[libre-riscv-dev] random testing is insufficient

Fri Jul 5 07:47:17 BST 2019

turns out that the code I saw was for testing the muxid tracking, not
for the fp code.

On Thu, Jul 4, 2019 at 11:37 PM Jacob Lifshay <programmerjake at gmail.com> wrote:
>
> I noticed that the code for testing 32-bit floating-point operations
> is generating 10 pairs of uniformly random 32-bit integers,
> reinterpreting them as 32-bit floats, then verifying that the
> floating-point HW produces the correct values for those 10 pairs. This
> testing is insufficient to catch even obvious errors, such as always
> returning 0 when any input is a NaN (made up flaw).
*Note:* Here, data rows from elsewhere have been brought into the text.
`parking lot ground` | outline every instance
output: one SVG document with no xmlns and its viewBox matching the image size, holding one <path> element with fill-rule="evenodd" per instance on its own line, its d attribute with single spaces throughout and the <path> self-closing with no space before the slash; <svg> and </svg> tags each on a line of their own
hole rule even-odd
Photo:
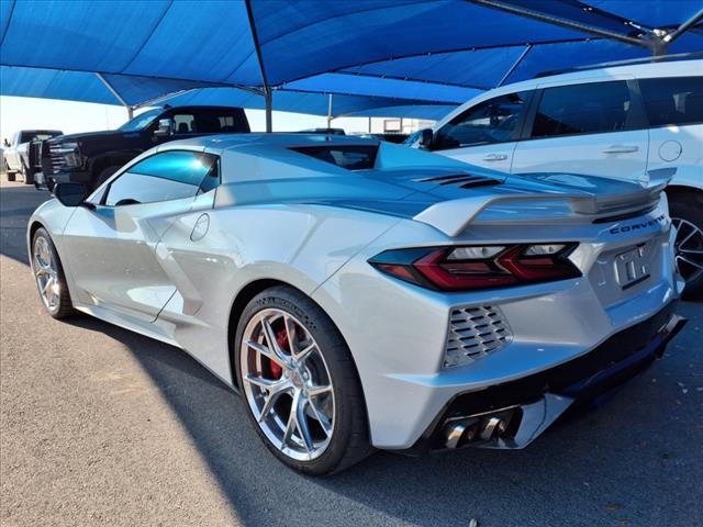
<svg viewBox="0 0 703 527">
<path fill-rule="evenodd" d="M 663 360 L 521 451 L 377 453 L 286 469 L 185 352 L 40 304 L 24 233 L 45 199 L 0 186 L 0 524 L 702 526 L 703 303 Z"/>
</svg>

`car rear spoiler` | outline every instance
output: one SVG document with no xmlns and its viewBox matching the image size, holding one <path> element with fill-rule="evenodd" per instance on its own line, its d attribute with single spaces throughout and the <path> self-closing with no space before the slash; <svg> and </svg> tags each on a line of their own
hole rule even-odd
<svg viewBox="0 0 703 527">
<path fill-rule="evenodd" d="M 469 224 L 476 222 L 481 212 L 493 205 L 505 203 L 562 202 L 568 206 L 570 213 L 567 216 L 555 214 L 550 217 L 549 214 L 545 214 L 544 222 L 547 223 L 583 218 L 596 221 L 639 211 L 644 214 L 645 211 L 649 212 L 657 206 L 661 191 L 669 184 L 674 173 L 676 168 L 650 170 L 637 182 L 628 182 L 627 191 L 615 193 L 592 193 L 580 189 L 573 191 L 565 186 L 563 191 L 472 195 L 435 203 L 416 214 L 414 220 L 455 237 Z M 511 217 L 510 221 L 515 222 L 520 218 Z"/>
</svg>

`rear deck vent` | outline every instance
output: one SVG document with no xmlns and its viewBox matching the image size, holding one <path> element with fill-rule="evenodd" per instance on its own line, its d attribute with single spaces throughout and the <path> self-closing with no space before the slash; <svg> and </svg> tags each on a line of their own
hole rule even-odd
<svg viewBox="0 0 703 527">
<path fill-rule="evenodd" d="M 454 173 L 450 176 L 435 176 L 432 178 L 421 178 L 413 180 L 417 183 L 438 183 L 451 184 L 461 189 L 471 189 L 475 187 L 486 187 L 489 184 L 501 184 L 503 181 L 495 178 L 487 178 L 486 176 L 475 176 L 471 173 Z"/>
</svg>

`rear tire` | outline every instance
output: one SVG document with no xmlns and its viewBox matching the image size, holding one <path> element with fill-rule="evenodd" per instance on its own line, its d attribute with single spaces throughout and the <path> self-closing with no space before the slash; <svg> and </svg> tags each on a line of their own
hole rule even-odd
<svg viewBox="0 0 703 527">
<path fill-rule="evenodd" d="M 44 227 L 37 228 L 32 236 L 30 259 L 40 299 L 47 313 L 59 319 L 72 315 L 74 304 L 68 292 L 64 267 L 54 242 Z"/>
<path fill-rule="evenodd" d="M 676 242 L 677 268 L 685 279 L 683 298 L 703 295 L 703 194 L 671 197 L 669 214 L 678 228 Z"/>
<path fill-rule="evenodd" d="M 298 361 L 293 360 L 297 355 L 286 355 L 284 349 L 278 348 L 286 365 L 276 366 L 259 351 L 276 349 L 268 346 L 265 324 L 276 332 L 279 346 L 313 351 Z M 288 340 L 289 327 L 293 328 L 294 343 Z M 261 344 L 247 344 L 252 341 Z M 237 325 L 234 363 L 254 428 L 288 467 L 312 475 L 331 474 L 372 452 L 361 385 L 349 349 L 334 323 L 309 296 L 286 285 L 256 295 Z M 278 393 L 272 384 L 260 388 L 263 383 L 281 381 L 288 389 Z M 323 385 L 324 393 L 313 393 L 322 392 Z M 269 400 L 275 401 L 270 407 Z M 293 419 L 295 424 L 291 425 Z M 298 425 L 299 419 L 303 426 Z"/>
</svg>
Calculating the
> probability of having even 1 NaN among the 20 random inputs:
> Number-of-NaNs = 2^24-2 = 16777214
> P(number-is-NaN) = Number-of-NaNs/2^32 = 0.3906% (approx.)
> P(number-is-not-NaN) = 1 - P(number-is-NaN) = 99.6094% (approx.)
> P(20-numbers-are-not-NaN) = P(number-is-not-NaN)^20 = 92.4707% (approx.)
> P(1-or-more-NaNs-among-20-inputs) = 1 - P(20-numbers-are-not-NaN) =
> 7.5293% (approx.)
>
> The number of times the tests would need to be run to have a 50%
> chance of seeing 1 NaN is 8.85
>
> For cases where infinities (or zeros) are improperly handled, the test
> suite would need to be run 74.4 million (!!!) times to have a 50%
> chance of hitting even one input being infinity.
>
> I'd suggest switching to using a deterministic generator to produce
> the test inputs, that way special cases can be added when bugs are
> found (regression testing) and we also won't have to worry about test
> reproduciblility, since the testing process would be deterministic
> rather than random.
>
> Additionally, the same sequence can then be trivially used in both the
> input signal generation process and the output checking process.
>
> Jacob